Brown University News Bureau

The Brown University News Bureau

1996-1997 index

Distributed December 20, 1996
Contact: Linda Mahdesian

Bell Gallery to present Still Time: Sally Mann photography exhibition

Still Time: Sally Mann, a retrospective exhibition of 60 photographs taken over 25 years, will be presented by the David Winton Bell Gallery of Brown University, from Feb. 1 to March 9, 1997.

PROVIDENCE, R.I. -- The David Winton Bell Gallery will present Still Time: Sally Mann, a retrospective exhibition of photographs by American artist Sally Mann, from Feb. 1 to March 9, 1997. The artist will discuss her work on Monday, March 3, at 5:30 p.m., in the List Art Center Auditorium, 64 College St., in Providence.

Still Time features 60 photographs from several series ranging from 1971 to 1996. Included are Mann's powerful and well-known series At Twelve and Immediate Family and lesser-known landscapes, still lifes and portraits, many of which are executed in platinum, Cibachrome or Polaroid. The exhibition ends with large-scale landscapes that currently occupy the photographer's time.
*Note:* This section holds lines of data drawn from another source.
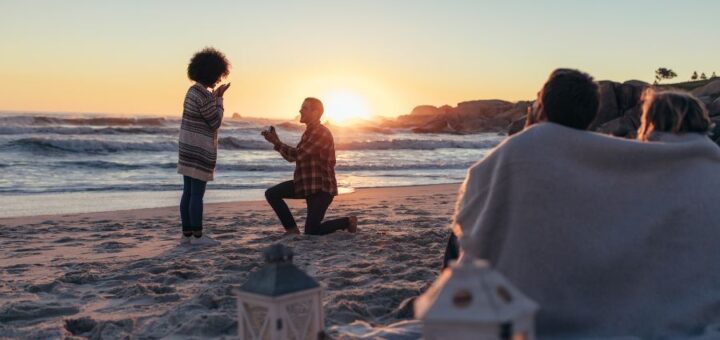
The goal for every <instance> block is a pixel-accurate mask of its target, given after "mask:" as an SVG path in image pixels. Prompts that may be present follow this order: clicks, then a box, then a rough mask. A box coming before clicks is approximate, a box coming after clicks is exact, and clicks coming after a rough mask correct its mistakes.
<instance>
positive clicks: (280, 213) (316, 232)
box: [265, 181, 350, 235]
mask: <svg viewBox="0 0 720 340" xmlns="http://www.w3.org/2000/svg"><path fill="white" fill-rule="evenodd" d="M265 198H266V199H267V201H268V203H270V206H271V207H272V208H273V210H275V213H276V214H277V215H278V217H279V218H280V223H282V225H283V227H285V230H289V229H294V228H297V224H295V219H294V218H293V216H292V213H290V209H289V208H288V206H287V204H286V203H285V201H284V199H287V198H291V199H303V198H304V199H305V202H306V203H307V219H306V220H305V234H308V235H325V234H330V233H332V232H334V231H336V230H340V229H347V227H348V226H349V225H350V219H349V218H347V217H343V218H338V219H335V220H330V221H325V222H323V221H322V220H323V218H325V212H326V211H327V208H328V207H329V206H330V203H332V200H333V196H332V195H330V194H328V193H326V192H318V193H315V194H312V195H310V196H307V197H297V196H296V195H295V185H294V183H293V181H287V182H282V183H280V184H278V185H276V186H274V187H272V188H270V189H267V190H266V191H265Z"/></svg>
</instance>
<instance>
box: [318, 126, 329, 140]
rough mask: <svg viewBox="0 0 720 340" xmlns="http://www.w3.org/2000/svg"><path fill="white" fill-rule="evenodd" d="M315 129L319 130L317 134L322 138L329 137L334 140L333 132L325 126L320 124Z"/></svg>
mask: <svg viewBox="0 0 720 340" xmlns="http://www.w3.org/2000/svg"><path fill="white" fill-rule="evenodd" d="M315 129H317V132H316V133H317V134H320V135H322V136H329V137H330V138H332V131H330V129H329V128H328V127H327V126H325V125H324V124H318V126H317V127H316V128H315Z"/></svg>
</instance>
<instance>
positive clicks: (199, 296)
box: [0, 184, 459, 339]
mask: <svg viewBox="0 0 720 340" xmlns="http://www.w3.org/2000/svg"><path fill="white" fill-rule="evenodd" d="M458 187H459V185H458V184H447V185H429V186H414V187H394V188H372V189H359V190H357V191H356V192H354V193H352V194H347V195H341V196H338V197H337V198H336V199H335V201H334V202H333V204H332V206H331V207H330V209H329V211H328V217H330V218H332V217H338V216H344V215H347V214H355V215H358V216H359V220H360V223H359V233H357V234H350V233H347V232H344V231H339V232H336V233H333V234H330V235H325V236H306V235H298V236H291V237H288V238H285V239H283V238H281V234H282V232H283V229H282V227H281V226H280V224H279V222H278V220H277V217H276V216H275V214H274V213H273V211H272V210H271V209H270V207H269V206H268V205H267V204H266V203H265V202H233V203H217V204H206V206H205V218H204V221H205V228H206V230H207V231H209V234H210V235H211V236H213V237H215V238H216V239H218V240H219V241H221V242H222V243H221V245H220V246H217V247H209V248H195V247H180V246H178V241H179V230H180V226H179V216H178V214H179V213H178V209H177V208H176V207H169V208H154V209H141V210H127V211H115V212H102V213H89V214H74V215H54V216H34V217H19V218H6V219H0V244H1V245H2V246H1V247H0V254H1V256H0V278H2V279H1V280H0V296H2V299H1V302H0V338H2V337H21V338H62V337H71V336H79V337H82V338H85V337H89V338H97V339H100V338H102V339H115V338H124V337H127V336H129V337H131V338H170V339H172V338H178V339H179V338H188V337H190V338H192V337H198V338H202V337H213V338H229V339H236V338H238V337H237V322H236V319H237V317H236V311H237V309H236V305H235V303H236V302H235V297H234V295H233V293H232V290H233V289H234V288H236V287H238V286H239V285H241V284H242V283H244V282H245V280H246V279H247V276H248V273H250V272H251V271H253V270H255V269H257V268H258V267H259V266H261V265H262V264H263V260H262V250H263V249H264V248H266V247H267V246H269V245H271V244H273V243H274V242H283V243H284V244H285V245H287V246H290V247H291V248H293V251H294V252H295V258H294V263H295V264H296V265H297V266H298V267H300V268H302V269H303V270H305V271H306V272H307V273H309V274H310V275H311V276H313V277H315V278H316V279H317V280H318V281H319V282H320V283H321V284H322V286H323V287H324V298H323V304H324V311H325V326H326V329H327V330H328V331H329V334H330V335H331V336H332V337H334V338H352V337H353V336H352V334H355V335H356V336H360V335H361V334H363V333H366V334H367V332H370V327H380V326H383V325H388V324H391V323H395V322H398V321H401V320H406V319H411V318H412V303H411V302H412V300H413V299H414V298H415V297H416V296H417V295H419V294H420V293H422V292H423V291H424V290H425V289H426V288H427V287H428V286H429V285H430V284H431V283H432V282H433V280H434V279H435V278H436V277H437V275H438V273H439V270H440V267H441V264H442V255H443V251H444V247H445V243H446V242H447V237H448V225H449V223H450V218H451V215H452V212H453V207H454V204H455V200H456V196H457V189H458ZM290 207H291V210H292V211H293V213H294V214H295V215H296V218H297V221H298V225H300V226H302V225H303V222H304V216H303V214H304V213H305V207H304V202H303V201H300V200H293V201H291V202H290Z"/></svg>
A catalogue printed by Stinehour Press and published by Aperture accompanies the show.

At Twelve: Portraits of Young Women is a revealing collective portrait of girls on the verge of adulthood. Like all of Mann's work the series was photographed in Rockbridge County, Virginia, (near Lexington) where she grew up and where she intends always to live. A sense of place pervades Mann's images. She describes the area as one of "rare serenity and innocence" and continues, "the same conservatism that has so gracefully preserved this land in a near time-warp has also, to a certain extent, retarded our awareness of the outside world." In this close-knit community, where Mann's father was the respected local doctor, the artist is accorded a level of trust which may seem unusual to some. With the cooperation of these young girls and their families, she portrays the dichotomies of this precarious age, the sweetness and the impending realities - the only girl on a boy's softball team, a young girl in her first formal dress, a girl pictured with her mother's boyfriend (who Mann later learned was molesting her).

Of equal intensity are the works that are united in Immediate Family. Begun in 1984 (one year after At Twelve), the series documents the growth of Mann's children over more than 10 years. Emmett, Jessie and Virginia, who have become familiar figures to thousands of viewers who they will never meet, are growing up in much the same way as their mother did. In her compelling introduction to Immediate Family, Mann discusses the constancy of her birthplace and her history - the women for whom her daughters are named and her eccentric father who decorated the gardens with carvings of tree gods.

Still Time allows for a rare insight into the development of Mann's art both before and after these momentous series. Sally Mann's career in photography began in 1969 when she took her first shots while at Vermont Putney School. She studied with Norman Sieff at Bennington College and received her B.A. and M.A. from Hollins College in her native Virginia. From this time on, Mann's pictures take on a diaristic quality, reflecting stages of her life as an artist and mother. The earliest works in the exhibition are part of her first series, Dream Sequence (1971). A thoughtful examination of the female psyche, these prints introduce the viewer to the complex world of relationships between women and girls, a subject that Mann would pursue in later works. The lushness of the Shenandoah Valley is portrayed in early landscapes dating from 1972 to 1974. The last of these images were taken with a hundred-year-old 8 x 10 camera that was given to Mann by a friend. The 8 x 10 would become Mann's camera of choice. These early landscapes show the distinctive vignetting that results from using a lens which does not completely cover the film plane.

Widely renowned, Sally Mann is the recipient of numerous grants and fellowships including three National Endowment for the Arts grants, two National Endowment for the Humanities grants and a Guggenheim Memorial Foundation Fellowship, among others. Her work is part of the collections of such prominent museums as the Metropolitan Museum of Art, the Museum of Modern Art, the Whitney Museum of American Art and the Museum of Fine Arts, Boston.